The Sleeper is open every night, including Christmas. The building looks from the outside as if it is about to collapse, but it is warm and cosy inside. Along with the accommodation, it also houses a soup kitchen.

“Some of the same guests use both the soup kitchen and the emergency shelter,” Brigitte explained. “But there are some who don’t have a lot of money for supper. A meal with us costs five francs.”

But the reason why a lot of people visit the soup kitchen seems to be because they don’t want to eat by themselves. Loneliness, especially during the Christmas and New Year holiday time, is something a lot of the guests talk about.

Many of them either don’t have a family at all, or have lost contact with their relatives. They are more aware of this lack at Christmas than at most other times. The Sleeper provides company.

The hostel continues as usual during the holiday period. The guests are able to stay inside until 11am, the normal time on Sundays and holidays. And the soup kitchen will have a roast joint for Christmas dinner.

The basic minimum

The Sleeper provides the basic minimum. People who spend the night here can take a shower or leave their things where they will be safe. For SFr2 they can have their laundry done.

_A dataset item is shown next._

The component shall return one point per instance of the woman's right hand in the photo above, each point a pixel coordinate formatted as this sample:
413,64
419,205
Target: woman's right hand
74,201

But this is not somewhere where the guests can look for advice. “Our role is just to give people a warm bed,” said Brigitte.

But she is well aware that it is not only the night which challenges many of the guests.

“They worry about the day, because they don’t know how and where to spend the time, nor how they can get enough money for a midday meal.”

Sandra Grizelj, (Translated from German by Julia Slater)

Homeless people who have consumed drugs or alcohol are in particular danger of death from exposure.

If they fall asleep outside, their core body temperature drops. Normal body temperature is about 37°C.

Hypothermia is any body temperature below 35°C. Below 28 °C is described as “severe hypothermia”, and is likely to result in death.

People with mental problems are another at-risk group, if their sensitivity to cold is affected.

People are regarded as homeless when, either temporarily or permanently, they do not have anywhere suitable to live, no place to sleep at night, no money for accommodation and no address.

The city of Bern distinguishes between three types of assisted accommodation:

Low-level accommodation: Facilities “similar to emergency shelters“ with minimum support. Possible to stay inside during the day.

Supervised accommodation: Supervision practically round the clock, including the dispensing of medicines, and two warm meals per day.

Supported or independent accommodation: Flats are provided. Support staff are not continuously on hand.

A total of 200 places are available.